Opposition beurteilt Verzicht auf Hotspot-Regel sehr unterschiedlich
FDP-Fraktionschef Hans-Ulrich Rülke zeigte sich hingegen erfreut über die Pandemiepolitik aus Berlin: "Unsinnige Überreaktionen aus der Vergangenheit, wie Ausgangssperren und flächendeckende Lockdowns", habe die Ampel Winfried Kretschmann "gottlob dauerhaft aus der Hand genommen".
Er begrüße, so Rülke weiter, dass die Landesregierung nicht den Versuch unternehme, "das Infektionsschutzgesetz des Bundes dazu zu missbrauchen, das ganze Land zum Hotspot zu erklären". Wegen der "milden Virusvariante Omikron", der Situation im Gesundheitswesen und dem Frühling sei es richtig, den Menschen "ihre Freiheitsrechte wieder vollständig zurückzugeben", so Rülke.
Der SPD-Landesvorsitzende Andreas Stoch kritisierte dagegen, dass die Landesregierung die Hotspot-Regel nicht anwenden möchte:
Kretschmann: Menschen sollen in Innenräumen freiwillig Masken tragen
BW-Regierungschef Kretschmann sprach am Dienstag von einer nach wie vor angespannten Corona-Lage und appellierte an die Bevölkerung, in Innenräumen freiwillig weiter Masken zu tragen. "Damit schützen wir nicht nur die eigene Gesundheit, sondern zeigen auch Solidarität in der Gemeinschaft", teilte der Regierungschef mit.
Kretschmann erklärte außerdem, derzeit sei das Gesundheitssystem in Baden-Württemberg trotz hoher Ansteckungszahlen durch Covid-19-Patientinnen und -Patienten nicht überlastet. Sowohl Normal- als auch Intensivstationen seien noch weit von ihrer Belastungsgrenze entfernt. Es würden auch keine geplanten Operationen verschoben. Nur einzelne Kliniken hätten berichtet, dass sie wegen infizierter Pflegekräfte Probleme haben.

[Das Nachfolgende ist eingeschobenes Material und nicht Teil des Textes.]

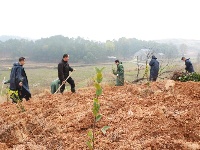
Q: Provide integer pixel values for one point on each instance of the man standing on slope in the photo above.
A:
(19, 87)
(154, 68)
(189, 67)
(63, 73)
(119, 73)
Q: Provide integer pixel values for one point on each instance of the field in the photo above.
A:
(161, 115)
(40, 76)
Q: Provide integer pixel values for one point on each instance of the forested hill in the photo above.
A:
(80, 50)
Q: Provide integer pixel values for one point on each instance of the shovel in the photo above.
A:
(63, 83)
(2, 84)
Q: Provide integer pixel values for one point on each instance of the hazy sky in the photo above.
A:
(101, 19)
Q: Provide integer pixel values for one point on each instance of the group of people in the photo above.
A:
(19, 87)
(154, 70)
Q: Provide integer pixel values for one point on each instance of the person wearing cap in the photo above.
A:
(119, 73)
(19, 87)
(63, 73)
(154, 64)
(189, 67)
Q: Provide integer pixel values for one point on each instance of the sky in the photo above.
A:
(101, 20)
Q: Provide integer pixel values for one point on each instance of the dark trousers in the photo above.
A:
(23, 93)
(72, 84)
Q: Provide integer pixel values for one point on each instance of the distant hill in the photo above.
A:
(4, 38)
(193, 45)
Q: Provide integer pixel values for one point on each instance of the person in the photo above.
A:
(55, 85)
(154, 64)
(19, 87)
(119, 73)
(189, 67)
(63, 73)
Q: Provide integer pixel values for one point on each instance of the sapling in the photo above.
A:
(95, 110)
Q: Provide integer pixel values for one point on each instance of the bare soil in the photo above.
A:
(160, 115)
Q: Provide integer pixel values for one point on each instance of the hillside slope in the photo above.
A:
(162, 115)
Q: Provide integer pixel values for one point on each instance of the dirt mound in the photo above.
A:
(160, 115)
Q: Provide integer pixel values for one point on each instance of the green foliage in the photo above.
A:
(91, 139)
(190, 77)
(81, 50)
(104, 129)
(95, 110)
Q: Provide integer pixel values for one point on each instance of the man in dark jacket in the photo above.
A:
(154, 64)
(119, 73)
(189, 67)
(19, 81)
(63, 73)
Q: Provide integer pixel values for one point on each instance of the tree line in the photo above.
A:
(80, 50)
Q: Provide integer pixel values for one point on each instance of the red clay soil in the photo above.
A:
(162, 115)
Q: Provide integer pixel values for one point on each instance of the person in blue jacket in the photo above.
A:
(19, 81)
(189, 67)
(154, 64)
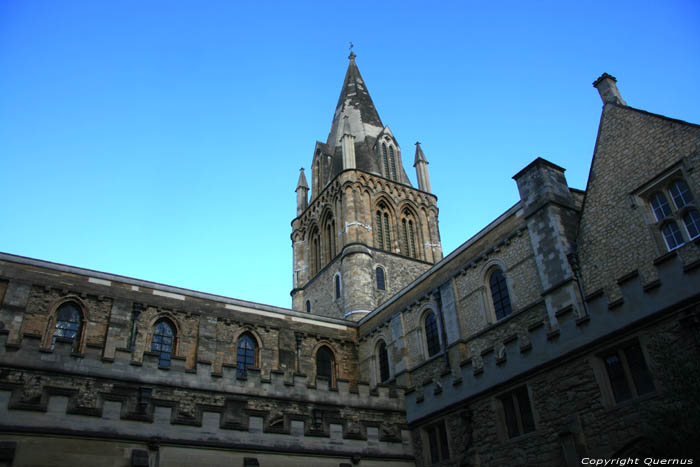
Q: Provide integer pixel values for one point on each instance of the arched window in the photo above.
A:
(499, 294)
(315, 252)
(386, 160)
(381, 280)
(383, 229)
(329, 240)
(432, 338)
(383, 359)
(69, 323)
(325, 363)
(408, 234)
(246, 354)
(163, 341)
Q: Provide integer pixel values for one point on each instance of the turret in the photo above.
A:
(302, 192)
(607, 88)
(421, 165)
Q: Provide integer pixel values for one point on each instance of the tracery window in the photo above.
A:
(315, 252)
(432, 339)
(383, 360)
(69, 323)
(499, 294)
(163, 341)
(670, 216)
(389, 159)
(381, 279)
(383, 229)
(246, 354)
(408, 234)
(325, 363)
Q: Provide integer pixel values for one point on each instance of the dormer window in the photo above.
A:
(673, 207)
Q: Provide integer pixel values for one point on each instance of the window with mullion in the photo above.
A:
(517, 412)
(680, 193)
(383, 362)
(245, 355)
(68, 323)
(499, 294)
(627, 373)
(660, 206)
(672, 235)
(162, 344)
(692, 223)
(431, 334)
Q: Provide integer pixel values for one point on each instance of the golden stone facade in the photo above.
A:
(567, 329)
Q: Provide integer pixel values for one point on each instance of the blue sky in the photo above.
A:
(162, 140)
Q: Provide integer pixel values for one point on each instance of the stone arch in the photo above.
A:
(498, 291)
(81, 306)
(332, 377)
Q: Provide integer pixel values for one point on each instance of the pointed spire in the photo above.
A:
(355, 103)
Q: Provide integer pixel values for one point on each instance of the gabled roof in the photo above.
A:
(356, 104)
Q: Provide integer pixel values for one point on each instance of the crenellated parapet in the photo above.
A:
(52, 388)
(507, 357)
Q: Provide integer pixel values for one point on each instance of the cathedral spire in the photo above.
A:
(356, 104)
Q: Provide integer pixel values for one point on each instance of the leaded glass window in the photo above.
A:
(68, 323)
(628, 373)
(660, 206)
(680, 193)
(324, 363)
(692, 223)
(499, 294)
(672, 235)
(163, 342)
(431, 334)
(386, 160)
(381, 280)
(245, 354)
(383, 362)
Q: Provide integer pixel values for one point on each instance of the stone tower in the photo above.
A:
(365, 232)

Frühling mache die Lage beherrschbar - Vorbereitungen für den Herbst
"Derzeit ist in Baden-Württemberg keine globale Belastungssituation der Krankenhäuser mit flächendeckender Einschränkung der Regelversorgung erkennbar." Aus "saisonalen Gründen" rechnet der Regierungschef damit, dass die Corona-Pandemie in Baden-Württemberg auch nach dem Wegfall von Maskenpflicht und Co. am Sonntag (3. April) beherrschbar bleibe.
Um regionale Überlastungen im Gesundheitssystem zu vermeiden, will die Landesregierung in Zukunft etwa Personal zwischen Standorten verlagern und externes Personal nutzen, heißt es im Beschluss des Koalitionsausschusses vom Dienstag.
Mit Blick auf den Herbst will man sich in Stuttgart für eine Weiterentwicklung des Corona-Managements einsetzen. Grün-Schwarz nennt hier insbesondere die Überwachung des Infektionsgeschehens sowie einen einheitlichen Rahmen für Absonderung und Teststrategie. Auch die Impfquote wolle man bis zum Herbst erhöhen und signalisiert weiterhin Unterstützung für den Vorschlag einer allgemeinen Corona-Impfpflicht.